The stoic does not overreact. (Unsplash)

By Kristopher T. Blume

Many terms are used to describe firefighters and their attributes. How about this one: stoic. No need for us to bury ourselves in philosophical ponderance. At base, stoicism is about cultivating a rational approach to recognize what is within one’s control and what is not. Digging deeper, it is about acceptance and resilience. The classic principles of Stoicism set forth by Seneca, Aurelius, and Epictetus are straightforward and concise. In fact, in principle, stoicism is leveraged by four virtues:

Courage is the mental strength to endure; persevere; and overcome danger, fear, or adversity. Courage is built on experience and competence. The opposite of courage is fear, dread, and anxiety, which are the result of uncertainty and inexperience.

Wisdom, as it relates to stoic virtue, is the accumulated appraisal of insight, judgment, and knowledge.

Self-control or moderation is the ability to regulate oneself–specifically, controlling one’s emotions and desires or the expression of those emotions in one’s attitudes and actions. This attribute becomes amplified in adverse situations.

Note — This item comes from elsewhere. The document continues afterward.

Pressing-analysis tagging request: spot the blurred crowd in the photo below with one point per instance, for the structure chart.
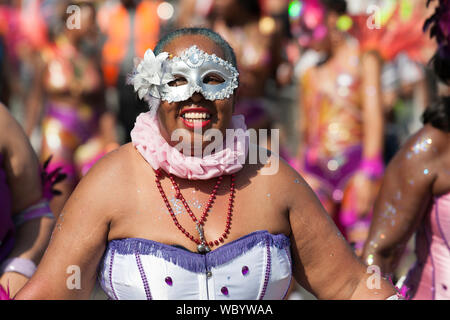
(320, 73)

Thriving in adversity. “Excellence withers without an adversary,” Seneca stated in Letters from a Stoic. We should not avoid hardship. Instead, we should adopt a more competitive attitude toward our challenges. Anticipate being uncomfortable but prepared. Narrow your attention to your task at hand. Focus your energies on those activities that will produce the desired result; this is how one thrives on adversity.